NSIA Funds
Future
Generations Fund

Objective
To invest in a diversified portfolio of growth investments to provide future generations of Nigerians a savings base for such time as the hydrocarbon reserves are exhausted.
Initial %Assets Allocation & Size
40% allocation / US$400 million
New % Allocation & Current Size**
30% allocation / US$921million
Strategic Asset Allocation / Focus Sectors.
Asset Class Allocation
Public Equity | 30% |
Private Equity/Venture | 25% |
Absolute Return | 20% |
Cash & Other Diversifiers |
25% |
Mandate / Recent Investments
- Public Equity is split 50% Developed markets and 50% Emerging Markets
- Private Equity Commitment is split roughly 25% secondary and 75% primary interest.
- Absolute returns: Four Hedge fund strategies such as global macro, credit, long/short equity etc.
- Others include Aircraft leasing, Healthcare royalty, commodity etc.
Expected Average Annualized Returns
US CPI + 400 BPS
Investment Horizon
Medium to Long Term

With effect from 2018, the Future Generations Fund (FGF) began to receive 30% of the core capital contributions to the Authority. The Board’s decision for the restructuring was based on the need to increase infrastructure investment in the country, which would also benefit future generations. The NIF, therefore, started to receive an additional 10% of subsequent fund allocations to the Authority.
The FGF is a long-term investor and has an investment horizon of above 20 years, so it is expected to weather multiple economic and market cycles. Diversification is used as a key risk management tool in achieving the investment objectives and mitigating the effects of volatility and uncertainty on the Fund’s investment.
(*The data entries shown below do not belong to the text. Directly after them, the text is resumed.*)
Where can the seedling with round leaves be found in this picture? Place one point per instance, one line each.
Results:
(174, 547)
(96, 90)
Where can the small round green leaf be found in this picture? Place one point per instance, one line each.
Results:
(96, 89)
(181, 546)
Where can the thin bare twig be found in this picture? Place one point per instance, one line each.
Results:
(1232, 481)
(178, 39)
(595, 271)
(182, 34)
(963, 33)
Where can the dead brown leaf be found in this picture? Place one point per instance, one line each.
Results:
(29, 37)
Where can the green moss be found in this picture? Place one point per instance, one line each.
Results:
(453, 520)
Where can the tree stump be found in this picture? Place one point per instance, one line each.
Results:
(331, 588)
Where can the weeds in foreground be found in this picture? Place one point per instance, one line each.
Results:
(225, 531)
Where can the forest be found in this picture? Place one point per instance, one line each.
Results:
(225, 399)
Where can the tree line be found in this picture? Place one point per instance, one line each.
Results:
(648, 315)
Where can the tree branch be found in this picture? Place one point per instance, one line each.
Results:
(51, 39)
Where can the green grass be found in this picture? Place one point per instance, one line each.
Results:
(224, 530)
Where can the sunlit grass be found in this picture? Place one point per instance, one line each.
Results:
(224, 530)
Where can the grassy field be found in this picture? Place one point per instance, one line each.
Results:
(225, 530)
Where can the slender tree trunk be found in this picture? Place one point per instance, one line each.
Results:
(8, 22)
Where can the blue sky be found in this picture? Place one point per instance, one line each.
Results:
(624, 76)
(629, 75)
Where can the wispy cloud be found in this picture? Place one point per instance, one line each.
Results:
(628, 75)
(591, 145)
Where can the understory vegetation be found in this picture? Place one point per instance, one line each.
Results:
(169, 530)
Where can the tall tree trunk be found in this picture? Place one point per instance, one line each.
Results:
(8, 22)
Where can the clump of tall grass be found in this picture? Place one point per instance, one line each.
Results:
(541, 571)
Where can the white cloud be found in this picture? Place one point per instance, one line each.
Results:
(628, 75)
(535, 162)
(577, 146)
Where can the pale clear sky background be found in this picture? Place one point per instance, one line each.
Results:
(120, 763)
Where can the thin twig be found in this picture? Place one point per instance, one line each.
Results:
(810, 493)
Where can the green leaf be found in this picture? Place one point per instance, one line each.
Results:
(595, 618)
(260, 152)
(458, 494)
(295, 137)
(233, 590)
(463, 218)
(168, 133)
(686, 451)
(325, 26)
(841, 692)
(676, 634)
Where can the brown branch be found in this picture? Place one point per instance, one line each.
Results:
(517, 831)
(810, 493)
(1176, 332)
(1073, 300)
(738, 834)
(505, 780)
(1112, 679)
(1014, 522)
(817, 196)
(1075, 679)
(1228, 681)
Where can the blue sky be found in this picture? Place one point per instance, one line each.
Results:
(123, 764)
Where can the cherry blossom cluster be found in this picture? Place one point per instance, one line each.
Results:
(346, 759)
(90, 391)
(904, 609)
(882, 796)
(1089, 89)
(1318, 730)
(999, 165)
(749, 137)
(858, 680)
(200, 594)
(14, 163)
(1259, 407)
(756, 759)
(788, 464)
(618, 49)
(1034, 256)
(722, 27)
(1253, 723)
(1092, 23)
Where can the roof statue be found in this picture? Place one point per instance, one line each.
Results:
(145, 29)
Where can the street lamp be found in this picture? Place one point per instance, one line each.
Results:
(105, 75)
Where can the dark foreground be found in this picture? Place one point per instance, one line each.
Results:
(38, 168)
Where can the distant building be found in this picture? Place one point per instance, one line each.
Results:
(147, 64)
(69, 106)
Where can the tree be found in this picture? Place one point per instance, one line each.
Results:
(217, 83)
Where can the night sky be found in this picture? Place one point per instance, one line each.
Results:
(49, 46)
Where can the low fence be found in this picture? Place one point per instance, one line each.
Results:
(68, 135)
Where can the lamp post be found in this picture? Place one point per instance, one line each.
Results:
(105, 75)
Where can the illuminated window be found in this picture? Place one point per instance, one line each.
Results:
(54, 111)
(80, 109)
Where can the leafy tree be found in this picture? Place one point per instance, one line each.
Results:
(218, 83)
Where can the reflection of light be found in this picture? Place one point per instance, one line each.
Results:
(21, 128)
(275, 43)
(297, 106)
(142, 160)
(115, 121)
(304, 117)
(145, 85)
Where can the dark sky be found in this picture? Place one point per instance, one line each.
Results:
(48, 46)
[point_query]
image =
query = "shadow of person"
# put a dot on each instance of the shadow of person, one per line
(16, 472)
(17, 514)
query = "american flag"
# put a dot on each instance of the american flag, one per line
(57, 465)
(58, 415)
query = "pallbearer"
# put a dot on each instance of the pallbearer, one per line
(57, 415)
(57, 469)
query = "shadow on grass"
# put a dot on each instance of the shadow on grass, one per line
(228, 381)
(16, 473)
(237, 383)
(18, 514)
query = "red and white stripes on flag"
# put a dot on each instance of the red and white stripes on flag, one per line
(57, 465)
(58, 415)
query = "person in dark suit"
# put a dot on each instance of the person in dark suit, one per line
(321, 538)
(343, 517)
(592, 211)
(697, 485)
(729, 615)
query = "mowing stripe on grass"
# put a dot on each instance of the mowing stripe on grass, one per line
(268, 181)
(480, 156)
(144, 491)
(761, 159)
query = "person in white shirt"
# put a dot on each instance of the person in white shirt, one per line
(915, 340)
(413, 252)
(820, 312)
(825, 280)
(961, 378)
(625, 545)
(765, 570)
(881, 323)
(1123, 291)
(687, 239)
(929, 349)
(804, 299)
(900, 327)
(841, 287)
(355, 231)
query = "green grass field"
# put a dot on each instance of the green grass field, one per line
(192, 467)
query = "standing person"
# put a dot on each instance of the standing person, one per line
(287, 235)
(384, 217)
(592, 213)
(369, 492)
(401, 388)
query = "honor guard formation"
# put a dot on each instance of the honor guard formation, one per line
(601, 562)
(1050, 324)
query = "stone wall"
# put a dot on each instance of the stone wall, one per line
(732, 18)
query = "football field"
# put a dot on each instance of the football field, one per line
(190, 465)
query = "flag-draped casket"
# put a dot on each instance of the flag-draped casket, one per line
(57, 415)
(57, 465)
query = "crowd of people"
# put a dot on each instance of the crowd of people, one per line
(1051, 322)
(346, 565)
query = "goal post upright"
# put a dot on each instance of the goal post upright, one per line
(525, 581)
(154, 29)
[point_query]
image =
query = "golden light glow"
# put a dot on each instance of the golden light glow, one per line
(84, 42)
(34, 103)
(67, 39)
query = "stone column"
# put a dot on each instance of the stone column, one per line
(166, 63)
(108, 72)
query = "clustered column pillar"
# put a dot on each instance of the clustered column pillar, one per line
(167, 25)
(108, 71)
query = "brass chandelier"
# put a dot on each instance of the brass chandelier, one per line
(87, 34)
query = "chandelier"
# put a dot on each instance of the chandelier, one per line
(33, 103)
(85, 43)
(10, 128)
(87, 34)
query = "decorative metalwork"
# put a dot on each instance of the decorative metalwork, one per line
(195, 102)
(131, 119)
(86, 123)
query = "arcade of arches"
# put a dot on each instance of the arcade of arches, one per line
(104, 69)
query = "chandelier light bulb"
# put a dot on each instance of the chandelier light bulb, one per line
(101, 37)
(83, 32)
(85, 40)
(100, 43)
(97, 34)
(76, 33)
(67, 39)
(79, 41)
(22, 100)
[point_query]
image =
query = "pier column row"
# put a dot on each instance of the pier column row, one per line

The Fund has a multi-asset strategy and investments range from traditional assets, such as equities, to alternative assets including hedge funds and private equity. The Board Investment Committee approved a strategy that provides guidelines for the Fund’s investments, in line with its risk and return objectives.
The asset allocation is based on long-term risk and return objectives, with due consideration to volatility, and is diversified across various asset classes. This ensures that risk is mitigated. Due to the Fund’s long-term horizon, the asset allocation is skewed to growth assets which account for 85% of the allocation. The rest is apportioned to inflation hedges (10%) and deflation hedges (5%). External managers are used to gain exposure to these asset classes at this point in the Authority’s life cycle.